Limbic Encephalitis: An Unusual Presentation on 18F-Fluorodeoxyglucose Positron Emission Tomography/Computed Tomography (18F-FDG PET/CT).

Limbic encephalitis is a relatively rare autoimmune neurological disorder, typically diagnosed based on clinical symptoms lasting less than three months, including seizures, memory deficits, psychiatric symptoms, bilateral mesial temporal lesions on MRI, inflammatory cerebrospinal fluid, and epileptiform activity on electroencephalogram (EEG). We report the case of a female patient who presented with an inaugural epileptic seizure, for which MRI, lumbar puncture, and cerebral positron emission tomography (PET) scan showed no pathological findings. The patient re-presented to the emergency department one month later with recurrent seizures.
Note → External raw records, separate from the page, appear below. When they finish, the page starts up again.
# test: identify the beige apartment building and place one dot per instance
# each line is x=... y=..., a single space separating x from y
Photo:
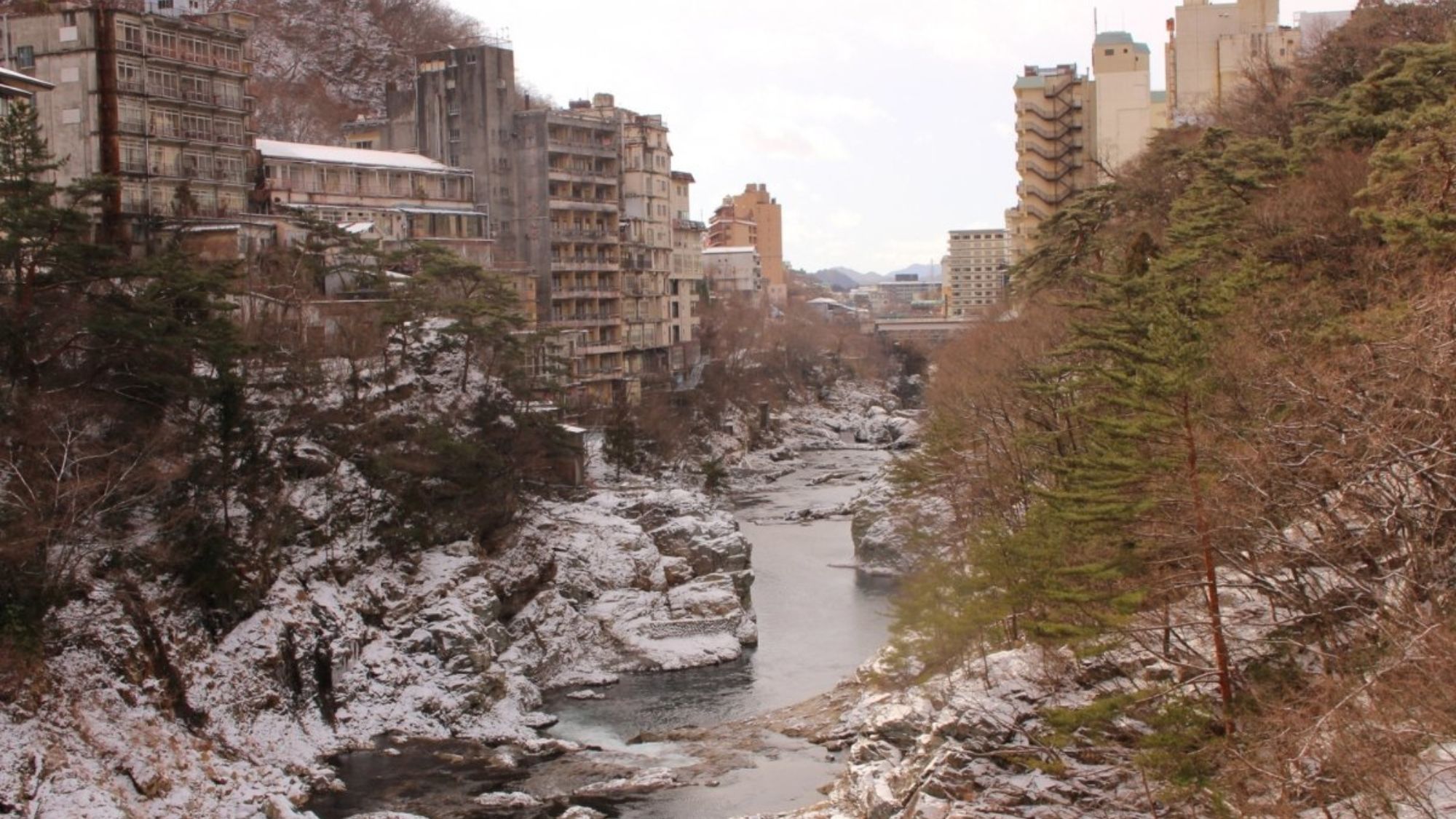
x=17 y=87
x=1055 y=148
x=755 y=219
x=157 y=97
x=1211 y=46
x=975 y=273
x=733 y=272
x=687 y=285
x=646 y=216
x=1126 y=110
x=567 y=186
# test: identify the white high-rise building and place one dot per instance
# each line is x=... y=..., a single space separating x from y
x=976 y=273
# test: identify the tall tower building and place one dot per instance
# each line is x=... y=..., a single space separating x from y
x=1125 y=104
x=755 y=219
x=157 y=100
x=569 y=232
x=1055 y=139
x=976 y=273
x=646 y=213
x=687 y=282
x=461 y=113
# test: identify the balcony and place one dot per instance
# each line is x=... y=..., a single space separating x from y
x=582 y=264
x=582 y=175
x=596 y=205
x=564 y=293
x=602 y=349
x=586 y=320
x=573 y=235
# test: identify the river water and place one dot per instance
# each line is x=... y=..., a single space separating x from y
x=818 y=621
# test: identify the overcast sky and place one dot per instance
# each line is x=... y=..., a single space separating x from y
x=877 y=126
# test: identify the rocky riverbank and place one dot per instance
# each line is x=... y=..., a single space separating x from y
x=146 y=713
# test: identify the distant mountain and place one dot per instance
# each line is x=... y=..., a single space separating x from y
x=839 y=277
x=848 y=279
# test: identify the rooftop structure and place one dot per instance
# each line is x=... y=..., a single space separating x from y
x=155 y=97
x=398 y=197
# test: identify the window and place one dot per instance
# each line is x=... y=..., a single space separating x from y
x=228 y=94
x=229 y=130
x=197 y=88
x=162 y=43
x=133 y=157
x=162 y=84
x=197 y=127
x=165 y=123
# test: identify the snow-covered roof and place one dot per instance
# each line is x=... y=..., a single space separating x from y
x=334 y=155
x=440 y=210
x=15 y=84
A subsequent PET scan revealed the emergence of a right mesial temporal lesion, and a hypermetabolic pulmonary lesion was identified, which was later diagnosed as small-cell lung carcinoma on histopathology. The patient showed favorable clinical improvement under Solu-Medrol treatment, and a follow-up imaging performed several months later showed complete resolution of the hypermetabolic cerebral lesion after chemotherapy. This case highlights an unprecedented early stage of limbic encephalitis, characterized by an initial absence of inflammation, suggesting that this might represent a nascent phase of the disease, which could be crucial for future management of similar cases.